The NFL has decided not to fine the Rams for the failure to get quarterback Case Keenum off the field when it was obvious that he was concussed. The NFL Players Association disagrees with that outcome. Strongly.
“Show me someone that says, ‘No, the Rams did exactly the right thing.’ They didn’t,” Winston told USA Today. “Everybody knows they didn’t. So, there has to be discipline then, right? Because when a player doesn’t do something that he’s supposed to do, he gets fined for that when it comes to health and safety.”
Winston makes a good point. When players fail to do something that the league expected them to do, the league doesn’t make excuses for the players or say “next time, you’ll be fined.” The league imposes discipline, swiftly and without hesitation.
“There was no grace period for players,” Winston said, referring to the renewed emphasis on helmet-to-helmet hits on defenseless players from 2010. “It was, ‘Immediately change, or you’re going to be fined.’ All of a sudden, stuff that was legal isn’t legal. And we understand why. There wasn’t a fight against it. But all of a sudden that became not only illegal, but fined immediately. While these protocols have now been around for years, [teams are] still not being fined.”

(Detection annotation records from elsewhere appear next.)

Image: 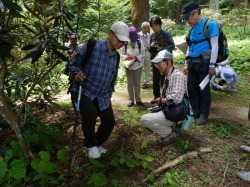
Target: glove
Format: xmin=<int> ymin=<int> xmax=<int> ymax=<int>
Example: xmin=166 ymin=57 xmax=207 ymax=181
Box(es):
xmin=126 ymin=56 xmax=133 ymax=60
xmin=134 ymin=56 xmax=138 ymax=61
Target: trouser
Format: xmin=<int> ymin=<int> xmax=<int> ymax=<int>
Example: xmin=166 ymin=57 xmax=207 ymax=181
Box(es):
xmin=125 ymin=67 xmax=142 ymax=102
xmin=141 ymin=51 xmax=151 ymax=84
xmin=80 ymin=95 xmax=115 ymax=148
xmin=187 ymin=61 xmax=211 ymax=118
xmin=141 ymin=111 xmax=175 ymax=138
xmin=152 ymin=64 xmax=165 ymax=98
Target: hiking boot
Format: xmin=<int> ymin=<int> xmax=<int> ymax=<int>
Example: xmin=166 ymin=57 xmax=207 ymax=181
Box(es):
xmin=237 ymin=171 xmax=250 ymax=182
xmin=155 ymin=132 xmax=178 ymax=146
xmin=127 ymin=101 xmax=134 ymax=107
xmin=98 ymin=145 xmax=107 ymax=154
xmin=141 ymin=84 xmax=149 ymax=89
xmin=150 ymin=99 xmax=156 ymax=104
xmin=87 ymin=146 xmax=101 ymax=159
xmin=136 ymin=101 xmax=144 ymax=106
xmin=240 ymin=145 xmax=250 ymax=153
xmin=197 ymin=114 xmax=207 ymax=125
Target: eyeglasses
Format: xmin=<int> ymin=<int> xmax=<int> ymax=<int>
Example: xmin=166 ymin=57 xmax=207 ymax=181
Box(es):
xmin=154 ymin=60 xmax=164 ymax=68
xmin=111 ymin=31 xmax=125 ymax=44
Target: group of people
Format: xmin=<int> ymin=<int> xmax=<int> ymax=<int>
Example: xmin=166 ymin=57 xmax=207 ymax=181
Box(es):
xmin=69 ymin=2 xmax=240 ymax=158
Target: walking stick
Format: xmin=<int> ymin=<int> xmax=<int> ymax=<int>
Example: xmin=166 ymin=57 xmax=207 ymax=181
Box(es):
xmin=64 ymin=82 xmax=83 ymax=179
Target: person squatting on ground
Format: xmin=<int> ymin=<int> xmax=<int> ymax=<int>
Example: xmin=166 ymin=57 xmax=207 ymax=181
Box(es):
xmin=141 ymin=50 xmax=187 ymax=146
xmin=121 ymin=26 xmax=145 ymax=107
xmin=210 ymin=59 xmax=238 ymax=91
xmin=70 ymin=21 xmax=129 ymax=158
xmin=138 ymin=22 xmax=151 ymax=89
xmin=65 ymin=32 xmax=83 ymax=60
xmin=149 ymin=16 xmax=175 ymax=104
xmin=181 ymin=1 xmax=219 ymax=124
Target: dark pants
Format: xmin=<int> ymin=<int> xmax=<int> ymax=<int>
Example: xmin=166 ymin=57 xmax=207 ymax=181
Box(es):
xmin=187 ymin=62 xmax=211 ymax=118
xmin=80 ymin=95 xmax=115 ymax=148
xmin=152 ymin=64 xmax=165 ymax=98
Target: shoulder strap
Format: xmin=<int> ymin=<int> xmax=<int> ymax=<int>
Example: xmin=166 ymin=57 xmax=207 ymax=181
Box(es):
xmin=115 ymin=51 xmax=120 ymax=70
xmin=82 ymin=39 xmax=96 ymax=67
xmin=203 ymin=19 xmax=212 ymax=41
xmin=137 ymin=39 xmax=141 ymax=54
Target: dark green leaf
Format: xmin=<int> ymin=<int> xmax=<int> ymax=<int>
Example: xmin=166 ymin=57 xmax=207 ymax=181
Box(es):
xmin=89 ymin=159 xmax=105 ymax=168
xmin=0 ymin=157 xmax=6 ymax=178
xmin=9 ymin=160 xmax=26 ymax=179
xmin=52 ymin=48 xmax=69 ymax=62
xmin=126 ymin=159 xmax=135 ymax=168
xmin=91 ymin=173 xmax=107 ymax=186
xmin=23 ymin=4 xmax=42 ymax=20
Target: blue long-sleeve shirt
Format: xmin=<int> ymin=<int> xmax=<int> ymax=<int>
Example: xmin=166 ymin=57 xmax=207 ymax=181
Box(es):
xmin=149 ymin=29 xmax=175 ymax=59
xmin=69 ymin=40 xmax=118 ymax=111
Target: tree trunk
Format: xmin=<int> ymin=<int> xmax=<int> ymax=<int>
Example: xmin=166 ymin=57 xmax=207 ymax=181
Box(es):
xmin=0 ymin=58 xmax=33 ymax=164
xmin=131 ymin=0 xmax=149 ymax=32
xmin=234 ymin=0 xmax=248 ymax=8
xmin=209 ymin=0 xmax=219 ymax=12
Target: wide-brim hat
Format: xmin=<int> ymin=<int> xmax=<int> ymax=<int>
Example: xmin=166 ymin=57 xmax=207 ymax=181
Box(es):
xmin=220 ymin=68 xmax=235 ymax=82
xmin=110 ymin=21 xmax=130 ymax=42
xmin=180 ymin=1 xmax=200 ymax=20
xmin=151 ymin=49 xmax=173 ymax=64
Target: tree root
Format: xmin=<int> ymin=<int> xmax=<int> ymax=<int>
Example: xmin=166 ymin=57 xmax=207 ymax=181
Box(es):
xmin=142 ymin=147 xmax=213 ymax=183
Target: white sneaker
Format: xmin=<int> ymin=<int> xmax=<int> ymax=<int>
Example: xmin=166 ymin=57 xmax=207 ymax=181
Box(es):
xmin=98 ymin=145 xmax=107 ymax=154
xmin=87 ymin=146 xmax=101 ymax=159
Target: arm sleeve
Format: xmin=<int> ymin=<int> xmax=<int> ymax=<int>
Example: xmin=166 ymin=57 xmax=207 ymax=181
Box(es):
xmin=161 ymin=31 xmax=175 ymax=53
xmin=166 ymin=73 xmax=186 ymax=104
xmin=210 ymin=75 xmax=220 ymax=89
xmin=209 ymin=36 xmax=219 ymax=67
xmin=226 ymin=74 xmax=238 ymax=88
xmin=121 ymin=46 xmax=128 ymax=60
xmin=69 ymin=45 xmax=87 ymax=76
xmin=136 ymin=41 xmax=145 ymax=61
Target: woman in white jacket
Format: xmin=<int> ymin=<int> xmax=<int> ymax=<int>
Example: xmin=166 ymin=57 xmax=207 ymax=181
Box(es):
xmin=121 ymin=27 xmax=145 ymax=107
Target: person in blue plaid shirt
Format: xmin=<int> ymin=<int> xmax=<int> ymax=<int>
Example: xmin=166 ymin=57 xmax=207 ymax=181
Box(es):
xmin=69 ymin=21 xmax=130 ymax=159
xmin=141 ymin=50 xmax=187 ymax=146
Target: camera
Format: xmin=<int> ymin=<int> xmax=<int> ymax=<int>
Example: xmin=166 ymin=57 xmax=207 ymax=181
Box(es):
xmin=147 ymin=105 xmax=163 ymax=113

ESPN’s Mark Schlereth, a former player, was even more critical of the league and the Rams in a Wednesday interview with CBS Sports Radio 920 in St. Louis.
“I thought it was a systemic failure throughout the whole organization when it comes to the handling of Case Keenum,” Schlereth said. “You essentially put a player’s life in danger. The thing that I was really upset about and really angry about is that the NFL didn’t do anything about it. I went through all the fines that have been levied out . . . almost a million dollars on the season so far tallied up for football players playing football and yet here we have a kid who was knocked unconscious. And all the things that we’ve put in place to protect our players, every one of them failed.”
Schlereth also took issue with the team’s position that the coaching staff didn’t notice Keenum’s predicament.
“For Jeff Fisher to say ‘Hey, I was in game-management mode,’ that’s an absolute bold-face lie,” Schlereth said. “It’s ludicrous.”
While it’s entirely possible that Fisher personally didn’t notice that Keenum was in distress, a member of the training staff did — and that person inexplicably left Keenum in the game. The “confluence of events” excuse that has resulted in no one being blamed overlooks the reality that, based on the end result, everyone should have been blamed — from the Rams to the game officials to the ATC spotter to even the teammate who helped a clearly impaired Keenum off the field and didn’t personally escort him to the sidelines.
If the procedure moving forward is that, if this happens again, everyone will indeed be held accountable, that should have been the procedure in the Keenum case.